II. Vulnerability to Hate-Driven Violence Is Not New in Our City
The September 2014 gay bashing was hardly the first time that Philadelphian LGBTQ individuals have been targeted— by virtue of gender or sexual orientation— and suffered the gravest persecution. Transwomen of color are particularly vulnerable to hate-driven violence,  and Philadelphian transwomen have been no exception.
In particular, this article focuses on the case of Diamond Williams, a transwoman who was brutally murdered and dismembered in 2013. Ms. Williams’ murder trial is currently ongoing, but has gone largely unnoticed in our city. Certainly, her slaying did not elicit the moral outrage that the gay bashing did. News reports incorrectly and insensitively reported on Ms. Williams’ gender and name, and employed a rhetoric-driven device we see time and time again in the reports of trans slayings—they blamed the victim. Media did not remember Ms. Williams as a woman, beloved by her friends and family. Instead, media chose to constantly remind that Ms. Williams was purportedly engaged in sex work, they printed HER “mugshot” alongside the story, and they seemed to adhere to the dangerous notion that transwomen have an obligation to disclose their trans status to anyone, and that a failure to disclose makes them somehow partly-culpable in the event they are assaulted and or murdered.
The coverage, reaction, and law enforcement response could not have been more different than that of the gay bashing. Why does there exist such a disparity between how the slayings of Philadelphian transwomen are investigated, reported on, and prosecuted compared to the September 2014 gay bashing? Both are egregious, motivated by ignorance and bigotry, and amount to persecution; both exemplify a sickness within our society when it comes to love, equality, and tolerance—but still, these instances have not been handled in the same way. The problem is nuanced, and the culprits of this injustice are many.
III. Identifying Failures in Protecting LGBTQ Philadelphians from Hate-Driven Violence
At the forefront of the issue is that slayings of transwomen are often reported with deplorable insensitivity or ignorance and news outlets tend to blame the victim, fail or refuse to acknowledge the gender of the victims, and rely on devastating narratives that imply victims are somehow responsible if they do not disclose their birth gender to their attackers. If media both reflects and shapes culture, the rhetoric employed by news outlets is significant in gauging the perception and treatment of transgender individuals in our society. In other words, if the media is not indignant about hate-driven murders of trans people, there exists support for the supposition that we are not, as a culture or society, incensed by the murders of trans people. Demanding accountability from purported news outlets not only contributes to shaping a culture more aware of trans issues, it would also, if successful, reflect a society that is more trans literate and equal. Demanding trans literacy, general competence, and ethics from journalists is an important first step. We can all become involved by favoring news outlets that conscientiously report on anti-trans violence, exhibit respect for trans victims, and abandon victim-blaming rhetoric.
b. Law Enforcement
The second issue centers upon the adequacy, or inadequacy, of law enforcement regarding the investigations of the slayings of trans people and the underreporting of anti-trans violence. The former implicates the ineffectual investigations and propensity for trans slayings to go unsolved. The latter is the result of the poor relationship between trans people and law enforcement.
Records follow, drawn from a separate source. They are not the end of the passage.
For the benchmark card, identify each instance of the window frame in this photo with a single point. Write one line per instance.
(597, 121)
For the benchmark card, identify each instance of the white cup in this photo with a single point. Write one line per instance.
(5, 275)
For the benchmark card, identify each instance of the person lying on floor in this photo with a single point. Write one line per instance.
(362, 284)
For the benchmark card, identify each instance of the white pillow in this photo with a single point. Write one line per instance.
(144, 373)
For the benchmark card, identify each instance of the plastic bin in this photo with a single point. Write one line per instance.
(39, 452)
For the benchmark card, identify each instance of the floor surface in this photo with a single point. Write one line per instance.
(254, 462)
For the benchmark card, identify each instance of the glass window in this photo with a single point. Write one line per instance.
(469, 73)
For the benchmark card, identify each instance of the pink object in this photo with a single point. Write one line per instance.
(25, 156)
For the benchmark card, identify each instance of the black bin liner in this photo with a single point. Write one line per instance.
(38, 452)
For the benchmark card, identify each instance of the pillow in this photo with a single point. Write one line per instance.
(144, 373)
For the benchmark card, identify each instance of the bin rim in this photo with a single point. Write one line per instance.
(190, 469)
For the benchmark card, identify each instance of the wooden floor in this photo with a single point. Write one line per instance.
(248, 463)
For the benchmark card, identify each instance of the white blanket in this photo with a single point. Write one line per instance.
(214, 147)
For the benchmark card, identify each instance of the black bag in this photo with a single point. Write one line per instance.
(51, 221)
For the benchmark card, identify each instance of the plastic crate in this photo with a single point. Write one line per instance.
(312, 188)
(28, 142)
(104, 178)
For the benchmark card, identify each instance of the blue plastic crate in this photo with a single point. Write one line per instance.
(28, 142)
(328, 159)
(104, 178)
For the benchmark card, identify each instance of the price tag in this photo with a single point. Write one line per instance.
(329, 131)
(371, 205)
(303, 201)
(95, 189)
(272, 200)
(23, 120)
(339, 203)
In general, transgender individuals are more likely to interact with law enforcement than their cisgender counterparts, because they are “more likely to be victims of violent crime, … more likely to be on the street due to homelessness … their circumstances often force them to work in the underground economy, and … many face harassment and arrest simply because they are out in public while being transgender.” Police harassment centers upon the profiling of transgender women, particularly transwomen of color, as sex workers, and arresting them under solicitation statues without cause; these arrests have been articulated as the criminalization of “Walking While Transgender.” Further, it has been well-established that trans and gender non-conforming people are likely to face a number of injustices while being detained or incarcerated. It is no wonder, then, that 46% of the of the 6,450 transgender and gender non-conforming participants in the National Transgender Discrimination Survey reported being uncomfortable in seeking assistance from law enforcement.  The increased vulnerability of trans people to violence and homicide, coupled with the fact that nearly half of all trans individuals feel unwilling or unable to seek police protection or assistance due to negative law enforcement encounters—involving everything from harassment and profiling to inaction in homicide investigations— illustrates the justice crisis faced by transgender individuals.
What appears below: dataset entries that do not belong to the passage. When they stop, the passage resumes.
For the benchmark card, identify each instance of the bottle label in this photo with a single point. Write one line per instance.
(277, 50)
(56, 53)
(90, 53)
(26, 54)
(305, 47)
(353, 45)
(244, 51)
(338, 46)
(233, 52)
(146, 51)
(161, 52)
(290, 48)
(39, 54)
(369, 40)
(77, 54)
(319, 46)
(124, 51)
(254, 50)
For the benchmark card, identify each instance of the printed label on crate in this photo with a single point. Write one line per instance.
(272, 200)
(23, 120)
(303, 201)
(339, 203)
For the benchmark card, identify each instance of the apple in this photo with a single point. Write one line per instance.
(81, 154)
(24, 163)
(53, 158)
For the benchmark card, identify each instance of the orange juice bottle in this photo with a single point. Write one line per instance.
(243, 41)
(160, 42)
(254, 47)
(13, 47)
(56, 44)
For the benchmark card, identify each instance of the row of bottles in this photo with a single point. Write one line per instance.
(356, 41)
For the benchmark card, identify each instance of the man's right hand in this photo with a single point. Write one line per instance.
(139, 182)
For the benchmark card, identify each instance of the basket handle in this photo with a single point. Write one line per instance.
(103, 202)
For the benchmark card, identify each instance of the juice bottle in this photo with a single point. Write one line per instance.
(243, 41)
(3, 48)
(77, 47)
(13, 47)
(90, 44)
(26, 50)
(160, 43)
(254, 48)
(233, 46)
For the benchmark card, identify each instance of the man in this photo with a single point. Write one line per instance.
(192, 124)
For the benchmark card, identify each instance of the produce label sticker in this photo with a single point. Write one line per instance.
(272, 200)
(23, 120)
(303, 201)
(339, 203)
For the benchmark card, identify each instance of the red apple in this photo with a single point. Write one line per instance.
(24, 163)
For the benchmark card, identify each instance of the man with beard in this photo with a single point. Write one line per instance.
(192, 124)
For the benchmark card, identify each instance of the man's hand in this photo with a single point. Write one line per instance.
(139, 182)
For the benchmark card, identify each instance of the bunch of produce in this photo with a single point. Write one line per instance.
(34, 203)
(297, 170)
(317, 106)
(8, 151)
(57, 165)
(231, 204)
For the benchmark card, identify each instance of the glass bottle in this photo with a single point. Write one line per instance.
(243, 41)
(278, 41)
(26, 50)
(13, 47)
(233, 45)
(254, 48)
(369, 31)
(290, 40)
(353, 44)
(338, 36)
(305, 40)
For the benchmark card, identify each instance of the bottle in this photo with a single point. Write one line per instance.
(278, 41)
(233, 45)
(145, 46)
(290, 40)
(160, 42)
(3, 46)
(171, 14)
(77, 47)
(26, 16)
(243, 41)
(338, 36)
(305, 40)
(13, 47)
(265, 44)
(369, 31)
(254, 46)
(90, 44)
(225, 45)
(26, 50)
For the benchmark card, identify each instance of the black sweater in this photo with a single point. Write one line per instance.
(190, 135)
In 2014, The National Coalition of Anti-Violence Programs released their report on “hate violence” perpetrated against lesbian, gay, bisexual, transgender, queer, and HIV-affected Americans in 2013. “While NCAVP documented a decrease in homicides in 2013, the total homicides for 2013 remains amongst the highest ever recorded by NCAVP.” Moreover, “more than half (72.22%) of the homicide victims were transgender women, while 66.67% of victims of homicide were transgender women of color….” At the 2012 Transgender Day of Remembrance (“TDOR”), established to honor the lives of murdered trans and gender non-conforming people, 13 transwomen had been murdered that year. Of the 13 victims, 8 of the homicides, or 62%, remained unsolved. The TDOR website explains, “[o]ver the last decade, more than one person per month has died due to transgender-based hate or prejudice, regardless of any other factors in their lives. This trend shows no sign of abating.” Most homicides of transgender individuals remain unsolved, reflecting a failure of law enforcement to protect the lives of and seek justice for transgender citizens. Aside from the distressing realities of police profiling, anti-trans discrimination, and the prevalence of general violence against gender non-conforming people, police inaction regarding the investigation and prevention of the murders of trans people reflects a true failure within our society.
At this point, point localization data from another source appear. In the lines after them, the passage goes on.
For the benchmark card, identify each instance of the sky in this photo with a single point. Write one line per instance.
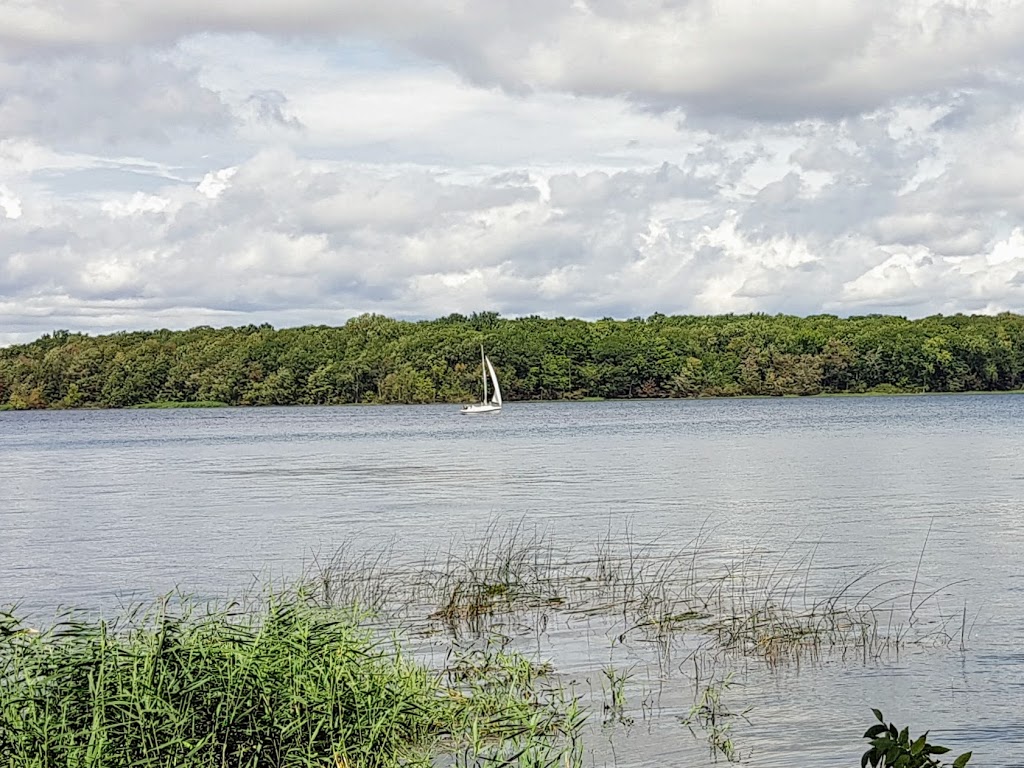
(292, 162)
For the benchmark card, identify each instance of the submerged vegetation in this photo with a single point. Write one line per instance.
(373, 358)
(372, 660)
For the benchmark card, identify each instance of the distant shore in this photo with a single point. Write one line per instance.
(186, 404)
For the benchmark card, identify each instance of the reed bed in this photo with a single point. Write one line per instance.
(286, 684)
(324, 674)
(771, 606)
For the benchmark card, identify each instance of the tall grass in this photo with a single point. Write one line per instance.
(286, 685)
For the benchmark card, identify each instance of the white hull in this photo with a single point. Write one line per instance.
(494, 403)
(480, 408)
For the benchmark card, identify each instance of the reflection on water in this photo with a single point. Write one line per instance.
(101, 507)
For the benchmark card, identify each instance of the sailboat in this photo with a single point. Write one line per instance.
(485, 407)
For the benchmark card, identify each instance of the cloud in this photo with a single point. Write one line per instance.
(775, 59)
(105, 100)
(179, 163)
(280, 232)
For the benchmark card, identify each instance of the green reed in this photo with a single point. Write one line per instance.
(286, 684)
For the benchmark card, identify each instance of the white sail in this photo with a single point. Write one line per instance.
(497, 399)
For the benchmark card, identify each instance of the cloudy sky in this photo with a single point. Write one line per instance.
(170, 164)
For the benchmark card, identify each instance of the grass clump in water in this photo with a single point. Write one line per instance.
(287, 684)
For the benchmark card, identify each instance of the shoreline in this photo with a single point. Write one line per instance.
(188, 404)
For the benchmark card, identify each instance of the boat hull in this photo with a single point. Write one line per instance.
(480, 409)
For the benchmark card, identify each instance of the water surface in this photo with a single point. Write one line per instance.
(99, 508)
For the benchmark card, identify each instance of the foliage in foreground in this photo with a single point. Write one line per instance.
(373, 358)
(289, 686)
(892, 748)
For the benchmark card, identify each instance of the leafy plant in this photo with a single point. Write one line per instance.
(892, 748)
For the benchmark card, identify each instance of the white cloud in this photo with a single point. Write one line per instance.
(186, 162)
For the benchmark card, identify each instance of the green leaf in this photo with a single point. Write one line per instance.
(919, 747)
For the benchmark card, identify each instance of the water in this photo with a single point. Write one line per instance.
(100, 508)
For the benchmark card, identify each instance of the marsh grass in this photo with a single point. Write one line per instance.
(765, 605)
(288, 684)
(332, 672)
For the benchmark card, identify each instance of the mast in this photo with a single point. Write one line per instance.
(483, 371)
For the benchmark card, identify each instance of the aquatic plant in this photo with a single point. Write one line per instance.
(285, 684)
(893, 748)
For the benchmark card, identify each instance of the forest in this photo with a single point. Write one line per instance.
(376, 359)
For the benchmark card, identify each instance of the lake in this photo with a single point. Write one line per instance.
(101, 508)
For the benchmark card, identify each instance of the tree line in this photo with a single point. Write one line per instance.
(374, 358)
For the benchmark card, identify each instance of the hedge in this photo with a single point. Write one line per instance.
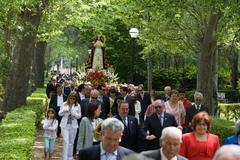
(18, 129)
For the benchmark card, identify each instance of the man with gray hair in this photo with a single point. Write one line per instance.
(191, 111)
(228, 152)
(170, 142)
(108, 149)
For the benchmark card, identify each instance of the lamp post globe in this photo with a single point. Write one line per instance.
(133, 32)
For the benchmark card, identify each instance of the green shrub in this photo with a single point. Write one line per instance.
(223, 128)
(230, 111)
(18, 129)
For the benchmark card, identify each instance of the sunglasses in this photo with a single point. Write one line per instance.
(156, 107)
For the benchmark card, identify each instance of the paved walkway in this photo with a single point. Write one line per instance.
(39, 145)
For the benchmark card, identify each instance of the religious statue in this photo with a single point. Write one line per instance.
(96, 59)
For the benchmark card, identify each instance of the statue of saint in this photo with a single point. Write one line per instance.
(96, 59)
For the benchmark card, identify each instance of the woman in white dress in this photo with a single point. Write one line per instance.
(176, 108)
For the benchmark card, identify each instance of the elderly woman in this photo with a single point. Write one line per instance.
(234, 139)
(199, 144)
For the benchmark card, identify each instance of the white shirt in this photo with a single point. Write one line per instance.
(104, 155)
(82, 96)
(163, 157)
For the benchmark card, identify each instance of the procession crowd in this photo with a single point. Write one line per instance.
(110, 123)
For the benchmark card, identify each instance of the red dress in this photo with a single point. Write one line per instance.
(194, 149)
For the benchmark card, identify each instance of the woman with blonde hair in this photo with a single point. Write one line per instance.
(176, 108)
(199, 144)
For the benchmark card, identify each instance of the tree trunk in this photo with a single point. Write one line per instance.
(234, 68)
(149, 69)
(18, 83)
(206, 81)
(38, 63)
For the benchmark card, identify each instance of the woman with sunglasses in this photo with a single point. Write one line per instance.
(70, 112)
(200, 144)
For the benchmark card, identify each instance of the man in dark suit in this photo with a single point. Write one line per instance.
(111, 133)
(194, 109)
(131, 129)
(93, 97)
(124, 93)
(51, 87)
(170, 141)
(155, 123)
(167, 92)
(56, 102)
(104, 100)
(145, 100)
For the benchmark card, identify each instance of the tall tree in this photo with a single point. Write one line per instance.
(18, 83)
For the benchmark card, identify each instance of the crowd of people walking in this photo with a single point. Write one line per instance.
(112, 123)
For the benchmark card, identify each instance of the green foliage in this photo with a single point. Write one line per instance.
(230, 111)
(175, 78)
(223, 128)
(4, 72)
(18, 129)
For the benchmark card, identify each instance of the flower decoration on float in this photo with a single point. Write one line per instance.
(96, 78)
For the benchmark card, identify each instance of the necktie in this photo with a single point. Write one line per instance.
(198, 107)
(125, 121)
(161, 121)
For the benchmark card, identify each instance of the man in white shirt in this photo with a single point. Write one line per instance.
(108, 149)
(170, 142)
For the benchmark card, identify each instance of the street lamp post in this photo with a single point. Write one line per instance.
(76, 63)
(71, 65)
(134, 34)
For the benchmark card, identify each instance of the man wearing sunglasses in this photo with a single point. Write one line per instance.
(155, 123)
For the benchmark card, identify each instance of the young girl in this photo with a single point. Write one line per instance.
(50, 125)
(70, 112)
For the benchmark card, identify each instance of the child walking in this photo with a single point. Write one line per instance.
(50, 125)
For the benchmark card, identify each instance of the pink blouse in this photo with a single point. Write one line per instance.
(194, 149)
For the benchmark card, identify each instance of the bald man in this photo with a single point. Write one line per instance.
(228, 152)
Philadelphia, too, must demand law enforcement’s commitment to protecting LGBTQ lives, rebuilding the relationship with the trans community, and earning trust through equal treatment and diligent investigation of anti-trans violence.
The third issue is the shortcomings of both federal and state hate crime legislation. As mentioned above, The Matthew Shepard and James Byrd, Jr., Hate Crimes Prevention Act of 2009, 18 U.S.C. § 249, protects a wider range of victims than the Pennsylvania Ethnic Intimidation Act, 18 Pa. Cons. Stat. Ann. § 2710, but the federal legislation also has a number of restrictions and limitations on its applicability. The United States Department of Justice explains:
Subsection (a)(2) criminalizes acts of violence (and attempts to commit violent acts undertaken with a dangerous weapon) when motivated by the actual or perceived gender, disability, sexual orientation, or gender identity of any person. It will also apply to violent acts motivated by animus against those religions and national origins which were not considered to be ‘races’ at the time the Thirteenth Amendment was passed. This portion of the statute was passed pursuant to Congress's Commerce Clause authority. Thus, to obtain a conviction, the government must prove that the crime was in or affected interstate or foreign commerce.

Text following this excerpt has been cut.